Some after thoughts to my practice/first use of the fire start kit. In the wild it might be a good idea to shave your magnesium onto something non porous like a coffee filter or a paper cup, just to keep the shavings clumped together and increase the chance of a spontaneous combustion of shavings when the spark hits. Also, if doing this in a low light situation, the white background highlights the shavings. I began looking at the other tools in my proposed BOB/GHB bag. I am thinking that the file blade of my multi tool might work well as well as the el cheapo Rothco knife if I would decide to include it in that kit to shave the block. Total time I used to shave the bar to get to fire was about 5 minutes. I'll concede it was a bit tedious, but waaaaaaaaay faster than trying to do the primitive rock, stick, action, friction, ember routine.

If I had to place it in a category of good better best, it would go in the good category. Butane lighter is best. Might buy a small supply of waterproof matches to keep up with redundancy of fire production capability. Might also get a bigger ferro rod. I found a broken hacksaw blade in my garage and cut it in half and tried shaving the mag block. World of difference, had enough shavings to start a fire in about 1 minute. The blade that comes with the kit is junk and when I cut the broken blade I doubled the size over the kit blade. Works just fine now.


----------



## PossumPie (Oct 2, 2014)

We have one about 1/2 hr. away...Harbor Freight is great if you do your homework. Sure there is some lightweight stuff that won't hold up under heavy use, but the camo tarp I got was excellent, and about 1/3 the cost of elsewhere. I got a table saw from HF a few years back and have no problems with it.
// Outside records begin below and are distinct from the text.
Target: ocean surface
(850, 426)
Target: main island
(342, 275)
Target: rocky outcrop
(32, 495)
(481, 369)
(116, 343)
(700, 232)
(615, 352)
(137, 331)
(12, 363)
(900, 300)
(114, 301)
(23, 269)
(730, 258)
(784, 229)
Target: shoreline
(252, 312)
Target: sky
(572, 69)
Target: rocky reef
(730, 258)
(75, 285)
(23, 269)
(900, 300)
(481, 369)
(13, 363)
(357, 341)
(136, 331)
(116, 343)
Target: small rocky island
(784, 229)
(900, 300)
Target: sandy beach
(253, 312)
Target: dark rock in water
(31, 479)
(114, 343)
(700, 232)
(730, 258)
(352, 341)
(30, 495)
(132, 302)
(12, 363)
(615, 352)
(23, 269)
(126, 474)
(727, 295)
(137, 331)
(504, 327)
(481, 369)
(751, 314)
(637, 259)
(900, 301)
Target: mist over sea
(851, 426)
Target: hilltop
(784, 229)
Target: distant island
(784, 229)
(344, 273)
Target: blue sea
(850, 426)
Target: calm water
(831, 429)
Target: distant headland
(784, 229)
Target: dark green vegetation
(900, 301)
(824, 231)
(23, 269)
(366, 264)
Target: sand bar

They always give away freebie stuff too, last time I was there it was an excellent LED light just right for the BOB>


----------



## Moonshinedave (Mar 28, 2013)

I've spent my share at HF, just have to be selective on what you buy and realize you get what you paid for, but on the other hand, I have bought stuff there that has held up quite well.


----------



## cgsurvivalman (Jul 31, 2014)

We have a HF that I go too that is about 50 miles from us. We are getting one in the next town over in the next couple months so, I guess I will be visiting them a lot more. Like everyone here you can find some good buys but, other items are not worth the metal they are made from. I am rebuilding a 64 Galaxie 500 so, it helps me to buy the tools I need on that project. I am retired so I am on a fixed income and I sometimes have to use the cheaper tool to get the job done.


----------



## Urinal Cake (Oct 19, 2013)

They have a place in the prepper world...
Tarps, flashlights, axe, hatchets, machetes all found there way into my various "GO" Bags.


----------



## diamondjim (Aug 19, 2014)

Agree with all above - you get what you pay for. Having said that, I have purchased my share of HF tools (waiting for a sale!) and the only major problem was a 4" angle grinder that lasted about 2 day. The identical replacement with no hassle has lasted 8 years, so far!


----------



## Deebo (Oct 27, 2012)

I went this weekend, and got the prybar set, some long needlenose and some deadblow mallets. 
Would I stake my life on them?, no but they are functional. I hate borrowing tools at work. 
Many of the guys I work with swear by snap on, and I just laugh when I have craftsman and el cheapo stuff, that they need. 
Besides, what good is a lifetime warranty of the truck only comes by on Friday?
One guy spent EIGHT GRAND on a snap on toolbox.


----------